The draft also opens the door for states to be more flexible, as long as they can show their approach works. Under a new “alternative management” section, a state could propose different combinations of bag limits, slot sizes, or seasons that fit local conditions. A technical committee would review the analysis. If a state already tightened rules after the last assessment year, the Board could credit those real-world cuts using catch estimates.

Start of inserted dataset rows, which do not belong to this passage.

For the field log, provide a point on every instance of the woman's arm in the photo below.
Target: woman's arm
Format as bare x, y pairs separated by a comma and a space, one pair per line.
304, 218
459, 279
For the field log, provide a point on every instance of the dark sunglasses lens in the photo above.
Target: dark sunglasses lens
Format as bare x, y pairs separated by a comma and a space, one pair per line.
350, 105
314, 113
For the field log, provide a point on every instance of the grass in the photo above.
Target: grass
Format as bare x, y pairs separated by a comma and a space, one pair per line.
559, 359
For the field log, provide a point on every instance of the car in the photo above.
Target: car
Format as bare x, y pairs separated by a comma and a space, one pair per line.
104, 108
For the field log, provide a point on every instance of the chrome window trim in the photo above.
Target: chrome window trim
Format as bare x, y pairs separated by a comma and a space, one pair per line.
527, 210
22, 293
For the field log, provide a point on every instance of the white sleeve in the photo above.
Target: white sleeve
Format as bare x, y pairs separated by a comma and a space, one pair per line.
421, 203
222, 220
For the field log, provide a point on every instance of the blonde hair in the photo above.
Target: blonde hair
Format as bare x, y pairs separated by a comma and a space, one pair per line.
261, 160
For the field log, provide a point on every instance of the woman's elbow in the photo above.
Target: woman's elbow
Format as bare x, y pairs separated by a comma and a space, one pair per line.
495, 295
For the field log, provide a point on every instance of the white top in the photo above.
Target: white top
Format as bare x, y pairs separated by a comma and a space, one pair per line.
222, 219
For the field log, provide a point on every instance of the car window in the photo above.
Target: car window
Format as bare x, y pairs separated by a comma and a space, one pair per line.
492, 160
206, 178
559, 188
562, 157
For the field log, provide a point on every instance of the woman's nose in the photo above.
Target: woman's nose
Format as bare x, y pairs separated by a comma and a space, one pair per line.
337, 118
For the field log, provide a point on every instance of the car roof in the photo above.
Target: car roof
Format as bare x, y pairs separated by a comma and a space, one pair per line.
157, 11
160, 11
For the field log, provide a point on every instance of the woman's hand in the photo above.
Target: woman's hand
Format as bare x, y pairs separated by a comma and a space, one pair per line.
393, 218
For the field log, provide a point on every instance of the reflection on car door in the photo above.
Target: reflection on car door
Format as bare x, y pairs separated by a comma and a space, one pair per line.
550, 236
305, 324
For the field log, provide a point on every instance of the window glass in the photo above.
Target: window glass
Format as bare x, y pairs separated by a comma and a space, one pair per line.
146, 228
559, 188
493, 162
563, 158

Another change would allow states to propose new ways to estimate fishing pressure outside the normal assessment cycle. Right now, the Commission typically accepts new methods only during a benchmark assessment, which can be years apart. The Board heard that this can leave managers working with outdated tools. The draft outlines a review path: a state would submit its method and analysis, technical groups would vet it, and the Board would decide if it can be used to guide rules. Scientists warned that any new method should be consistent over time, clearly define what is being measured (for example, spawning potential or escapement), and avoid creating hotspots of overfishing in local areas. They also said managers should give new rules enough time—roughly a sub-adult generation—before deciding whether they are working.
The addendum affects the Southern region, which includes Georgia, South Carolina, and Florida, differently than the nothern region. The northern region—New Jersey through North Carolina—got special attention. Even though that region is not officially “overfished,” recent years show rising fishing pressure. The draft asks whether to raise the minimum slot size (for example, to at least 19 inches), add or adjust a maximum size, or otherwise line up rules among states, including in Chesapeake Bay. Because the data are stronger for North Carolina and Virginia, the draft includes more detail for those states. The goal is to cool off pressure where red drum have been abundant without making the rules confusing from one border to the next.
The plan also revises “de minimis” policy. De minimis is a status for states that make up only a sliver of the catch—typically less than one percent—so they are not required to change rules every time other states do. The draft gives two ways to qualify: under one percent of landings compared to the whole coast, or under one percent within the region. A review team would recommend a simple set of measures for those states, unless a state already has tougher rules on the books.
What happens next? The expected timeline is straightforward: Draft Addendum II for red drum goes to public comment in late September, with Georgia’s public hearing slated for 6 p.m., Sept. 24, at the Sapelo Saltwater Fishing Club in Townsend. The Commission could potentially take final action in October. The comment window is the key opportunity for anglers, guides, conservation groups, and coastal communities to weigh in on the core choices: whether to formalize threshold and target, how much flexibility states should have in crafting local rule sets, how to align northern-region limits to slow rising fishing pressure, and how to handle very low-harvest states through a steadier de minimis policy.
If adopted, the addendum would lock in a more explicit performance standard for red drum while opening controlled avenues for innovation. In other words, the Board would be saying: prove your local solution works, and keep it within the cap.
For readers along the coast, the takeaway is both simple and consequential. Red drum rules are heading for changes. The Board’s approach—tight guardrails where needed, flexibility where justified, and patience while new science comes in—aims to protect today’s fisheries while keeping tomorrow’s options open.